True crime stories — you’re either a fan of the gory details or you can’t bring yourself to go anywhere near them for fear of the nightmares that will follow. For those who fall into the former camp, perhaps you may have heard of this book called Guilty As Charged: 25 Crimes That Have Shaken Singapore Since 1965

First published by The Straits Times in collaboration with the Singapore Police Force as an e-book in July 2015, the collection of terrifying tales is now available as a hard copy, which is good news for those who still refuse to let go of physical books. The title also made it to ST’s own non-fiction bestseller list today, probably thanks to all those who bought it to satisfy their morbid curiosity.

Anyway, if you haven’t read the book, here’s a glimpse into some of the more standout cases — proceed ahead at your own risk.


Huang Na’s Murder

Eight-year-old Chinese national Huang Na disappeared in 2004, only to resurface again 20 days later, when her badly decomposed body was discovered inside a cardboard box smaller than half her size. The high-profile trial found Malaysian-born vegetable packer Took Leng How guilty of her murder; he was sentenced to death and hanged in 2006.

The Ritual Murders

A series of horrific murders saw children being kidnapped, tortured and killed by charlatan medium Adrian Lim and his two “holy wives”. Some of the victims included a nine-year-old girl who was abducted from church and sexually assaulted before being suffocated, as well as a 10-year-old boy who was taken from a playground, then drugged, choked and drowned.

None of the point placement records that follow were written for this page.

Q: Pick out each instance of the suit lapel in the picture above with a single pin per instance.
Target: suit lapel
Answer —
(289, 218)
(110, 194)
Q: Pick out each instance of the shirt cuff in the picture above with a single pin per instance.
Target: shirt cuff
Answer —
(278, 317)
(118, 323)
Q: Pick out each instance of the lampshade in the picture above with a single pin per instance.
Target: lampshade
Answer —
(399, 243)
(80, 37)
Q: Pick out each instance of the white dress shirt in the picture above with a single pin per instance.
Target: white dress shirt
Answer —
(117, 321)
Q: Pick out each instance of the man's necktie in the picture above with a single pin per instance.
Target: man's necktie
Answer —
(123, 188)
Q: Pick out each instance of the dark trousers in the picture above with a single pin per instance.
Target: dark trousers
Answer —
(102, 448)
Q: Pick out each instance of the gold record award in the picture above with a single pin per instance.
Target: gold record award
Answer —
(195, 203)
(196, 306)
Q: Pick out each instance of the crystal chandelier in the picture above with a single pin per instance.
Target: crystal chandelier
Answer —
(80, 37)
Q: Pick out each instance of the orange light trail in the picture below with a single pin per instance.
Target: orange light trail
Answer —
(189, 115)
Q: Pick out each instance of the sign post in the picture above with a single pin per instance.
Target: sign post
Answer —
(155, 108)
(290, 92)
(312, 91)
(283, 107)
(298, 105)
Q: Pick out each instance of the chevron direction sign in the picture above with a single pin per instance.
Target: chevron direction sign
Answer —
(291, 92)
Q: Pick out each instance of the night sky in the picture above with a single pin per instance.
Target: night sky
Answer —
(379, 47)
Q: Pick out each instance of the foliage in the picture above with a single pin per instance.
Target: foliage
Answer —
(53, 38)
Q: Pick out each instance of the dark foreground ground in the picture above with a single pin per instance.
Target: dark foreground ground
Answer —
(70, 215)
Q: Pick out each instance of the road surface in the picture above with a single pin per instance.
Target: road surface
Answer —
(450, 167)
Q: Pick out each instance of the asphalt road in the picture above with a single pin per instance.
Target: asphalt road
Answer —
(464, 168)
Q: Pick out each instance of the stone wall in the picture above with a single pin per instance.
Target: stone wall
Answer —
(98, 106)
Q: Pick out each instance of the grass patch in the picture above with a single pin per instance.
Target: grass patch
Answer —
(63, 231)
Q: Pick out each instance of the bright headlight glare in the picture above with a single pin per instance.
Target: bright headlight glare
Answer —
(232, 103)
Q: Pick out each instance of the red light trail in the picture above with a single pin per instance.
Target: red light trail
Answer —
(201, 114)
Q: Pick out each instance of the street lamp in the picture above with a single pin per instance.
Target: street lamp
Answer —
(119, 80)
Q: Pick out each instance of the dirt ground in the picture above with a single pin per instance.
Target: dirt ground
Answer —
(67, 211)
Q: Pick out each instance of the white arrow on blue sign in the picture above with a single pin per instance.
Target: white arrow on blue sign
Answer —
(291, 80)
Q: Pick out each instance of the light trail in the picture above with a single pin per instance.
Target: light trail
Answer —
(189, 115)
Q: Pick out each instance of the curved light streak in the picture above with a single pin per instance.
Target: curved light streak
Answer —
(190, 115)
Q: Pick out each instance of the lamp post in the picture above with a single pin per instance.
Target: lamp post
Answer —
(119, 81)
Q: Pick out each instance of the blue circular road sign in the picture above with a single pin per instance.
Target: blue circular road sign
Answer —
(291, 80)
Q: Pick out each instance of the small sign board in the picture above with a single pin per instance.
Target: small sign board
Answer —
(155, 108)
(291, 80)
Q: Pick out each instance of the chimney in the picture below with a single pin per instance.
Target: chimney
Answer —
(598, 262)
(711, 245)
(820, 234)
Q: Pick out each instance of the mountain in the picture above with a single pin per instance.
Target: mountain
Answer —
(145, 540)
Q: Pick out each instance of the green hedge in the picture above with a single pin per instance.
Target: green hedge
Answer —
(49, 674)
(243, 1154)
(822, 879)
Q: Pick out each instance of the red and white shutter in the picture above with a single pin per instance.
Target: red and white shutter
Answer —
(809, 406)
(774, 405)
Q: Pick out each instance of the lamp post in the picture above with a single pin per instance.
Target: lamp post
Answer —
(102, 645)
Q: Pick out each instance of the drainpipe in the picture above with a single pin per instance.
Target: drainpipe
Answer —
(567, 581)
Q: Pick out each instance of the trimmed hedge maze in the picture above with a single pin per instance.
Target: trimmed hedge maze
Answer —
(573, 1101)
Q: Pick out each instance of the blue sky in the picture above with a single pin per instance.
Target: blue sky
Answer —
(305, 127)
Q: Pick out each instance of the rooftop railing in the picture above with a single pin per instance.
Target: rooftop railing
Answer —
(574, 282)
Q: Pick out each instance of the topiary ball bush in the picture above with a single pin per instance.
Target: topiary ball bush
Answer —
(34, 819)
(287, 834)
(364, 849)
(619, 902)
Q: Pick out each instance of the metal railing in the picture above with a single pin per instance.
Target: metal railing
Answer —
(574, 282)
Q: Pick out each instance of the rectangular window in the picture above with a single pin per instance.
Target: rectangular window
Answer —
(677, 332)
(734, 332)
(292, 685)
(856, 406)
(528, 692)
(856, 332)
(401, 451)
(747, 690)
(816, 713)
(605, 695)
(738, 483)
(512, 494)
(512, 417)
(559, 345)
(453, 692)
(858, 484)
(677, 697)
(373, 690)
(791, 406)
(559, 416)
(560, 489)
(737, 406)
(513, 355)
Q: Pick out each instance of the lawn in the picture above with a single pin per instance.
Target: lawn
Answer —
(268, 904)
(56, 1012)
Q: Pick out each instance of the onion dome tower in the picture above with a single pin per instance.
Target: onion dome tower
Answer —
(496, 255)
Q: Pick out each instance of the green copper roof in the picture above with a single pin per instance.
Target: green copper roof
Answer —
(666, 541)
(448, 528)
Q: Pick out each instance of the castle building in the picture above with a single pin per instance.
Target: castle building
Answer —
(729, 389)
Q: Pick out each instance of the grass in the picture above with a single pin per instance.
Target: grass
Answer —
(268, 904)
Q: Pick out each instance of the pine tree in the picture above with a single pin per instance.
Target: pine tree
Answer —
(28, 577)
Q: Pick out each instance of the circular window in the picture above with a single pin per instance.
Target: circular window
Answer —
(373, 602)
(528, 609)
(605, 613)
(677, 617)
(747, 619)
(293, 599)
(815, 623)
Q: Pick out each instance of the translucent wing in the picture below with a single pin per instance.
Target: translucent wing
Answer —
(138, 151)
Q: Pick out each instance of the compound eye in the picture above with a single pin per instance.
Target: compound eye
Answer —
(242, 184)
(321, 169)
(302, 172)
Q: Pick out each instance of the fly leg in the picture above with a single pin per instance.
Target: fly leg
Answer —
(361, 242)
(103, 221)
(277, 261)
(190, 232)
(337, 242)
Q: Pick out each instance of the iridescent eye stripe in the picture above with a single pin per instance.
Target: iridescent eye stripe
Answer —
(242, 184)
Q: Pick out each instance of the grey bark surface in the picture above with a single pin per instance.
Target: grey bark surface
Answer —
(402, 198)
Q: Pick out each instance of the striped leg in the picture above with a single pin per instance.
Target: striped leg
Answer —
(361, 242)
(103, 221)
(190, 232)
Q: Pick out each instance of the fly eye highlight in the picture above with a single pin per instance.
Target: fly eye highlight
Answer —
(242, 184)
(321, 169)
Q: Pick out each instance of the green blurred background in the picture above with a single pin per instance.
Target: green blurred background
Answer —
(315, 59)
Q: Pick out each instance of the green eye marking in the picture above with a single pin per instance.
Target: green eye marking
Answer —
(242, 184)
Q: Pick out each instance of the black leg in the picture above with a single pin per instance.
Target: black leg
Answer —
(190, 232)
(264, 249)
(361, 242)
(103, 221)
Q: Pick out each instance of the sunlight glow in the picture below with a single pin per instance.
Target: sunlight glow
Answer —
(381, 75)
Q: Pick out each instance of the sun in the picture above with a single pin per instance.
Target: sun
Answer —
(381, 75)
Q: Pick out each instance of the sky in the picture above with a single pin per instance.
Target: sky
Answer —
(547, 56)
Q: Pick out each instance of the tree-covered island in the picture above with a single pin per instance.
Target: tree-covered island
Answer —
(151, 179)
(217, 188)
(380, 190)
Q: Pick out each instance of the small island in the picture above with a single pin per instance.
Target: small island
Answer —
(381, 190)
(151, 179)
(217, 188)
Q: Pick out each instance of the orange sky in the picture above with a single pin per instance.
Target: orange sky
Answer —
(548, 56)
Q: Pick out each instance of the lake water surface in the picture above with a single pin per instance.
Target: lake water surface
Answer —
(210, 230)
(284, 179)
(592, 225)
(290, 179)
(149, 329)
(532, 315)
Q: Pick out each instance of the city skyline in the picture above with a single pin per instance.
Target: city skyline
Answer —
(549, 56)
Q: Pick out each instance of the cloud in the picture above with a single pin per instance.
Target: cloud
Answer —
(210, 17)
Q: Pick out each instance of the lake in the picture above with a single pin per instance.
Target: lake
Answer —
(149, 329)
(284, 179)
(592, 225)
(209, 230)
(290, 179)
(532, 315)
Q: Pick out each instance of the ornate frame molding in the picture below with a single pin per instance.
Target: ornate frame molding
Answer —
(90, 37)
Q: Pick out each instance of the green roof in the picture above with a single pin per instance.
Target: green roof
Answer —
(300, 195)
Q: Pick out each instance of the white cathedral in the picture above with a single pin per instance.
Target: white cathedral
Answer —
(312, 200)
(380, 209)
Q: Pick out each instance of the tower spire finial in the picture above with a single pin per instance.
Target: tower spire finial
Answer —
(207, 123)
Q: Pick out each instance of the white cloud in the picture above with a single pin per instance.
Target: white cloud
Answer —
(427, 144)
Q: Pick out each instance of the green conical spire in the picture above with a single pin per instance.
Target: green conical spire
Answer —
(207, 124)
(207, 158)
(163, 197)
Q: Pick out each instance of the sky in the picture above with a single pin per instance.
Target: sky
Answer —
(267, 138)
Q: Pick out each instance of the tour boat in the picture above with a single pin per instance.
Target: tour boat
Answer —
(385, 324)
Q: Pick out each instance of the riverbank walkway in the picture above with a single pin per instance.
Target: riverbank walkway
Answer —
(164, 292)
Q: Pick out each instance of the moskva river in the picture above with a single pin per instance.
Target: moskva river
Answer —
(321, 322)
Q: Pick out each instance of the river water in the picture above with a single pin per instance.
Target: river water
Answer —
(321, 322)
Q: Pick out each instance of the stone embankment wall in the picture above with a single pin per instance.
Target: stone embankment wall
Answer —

Lim explained his depraved actions by saying the dead small children were used as a sacrifice to the goddess Kali, who he believed would help him evade an earlier rape charge. Lim and his wives were sentenced to death and hanged in 1988.

The Swimming Trunk Gang 

The group of four thieves, oddly enough, preferred to operate in swimming trunks. They broke into homes to rob people at knifepoint, and committed about 500 offences across 30 months before they were arrested, bringing the total worth of their stolen goods up to $500,000. In 1975, the robbers were sentenced to a total of 64 years in jail and 144 strokes of the cane.


Other stories in the book include the 1970 case of Mimi Wong, a dance hostess who was the first woman to be sentenced to death for murdering her Japanese lover’s wife, as well as the 1972 case of Lim Ban Lim, an infamous gunman whose funeral saw 33 inmates escaping from a reformative training centre to attend.